How to read your result

  • Under 18.5 — Underweight
  • 18.5 – 24.9 — Normal weight
  • 25.0 – 29.9 — Overweight
  • 30.0 and above — Obese

These are the WHO cutoffs and apply to most adults aged 20 and over. They’re a screening tool, not a diagnosis.

When BMI is misleading

BMI was designed for population-level statistics, not for telling you about your body. It can mislead in predictable ways:

  • Muscular people. Lifters and athletes often score in the “overweight” or even “obese” range despite low body fat, because muscle is denser than fat.
  • Older adults. People lose muscle and gain fat as they age, so a “normal” BMI can hide unhealthy body composition.
  • Different ethnicities. Risk thresholds differ across populations — for example, several Asian populations face elevated metabolic risk at lower BMIs than the WHO defaults assume.
  • Pregnancy. BMI isn’t meaningful during pregnancy.
  • Children & teens.
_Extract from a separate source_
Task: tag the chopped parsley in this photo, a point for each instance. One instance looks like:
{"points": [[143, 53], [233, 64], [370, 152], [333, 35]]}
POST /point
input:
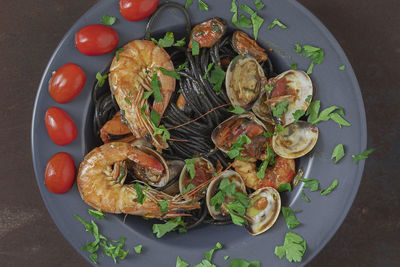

Different charts (BMI-for-age percentiles) apply.

If you want a better picture of body composition, more useful measures include waist circumference, waist-to-height ratio, and (more involved) DEXA scans or trained skinfold measurements.

What to do with the number

Use it as a single data point alongside how you actually feel — energy, sleep, strength, recovery — and observable trends in your body over months, not days. If you’re concerned by the result, talk to a doctor or a registered dietitian rather than a YouTube fitness influencer.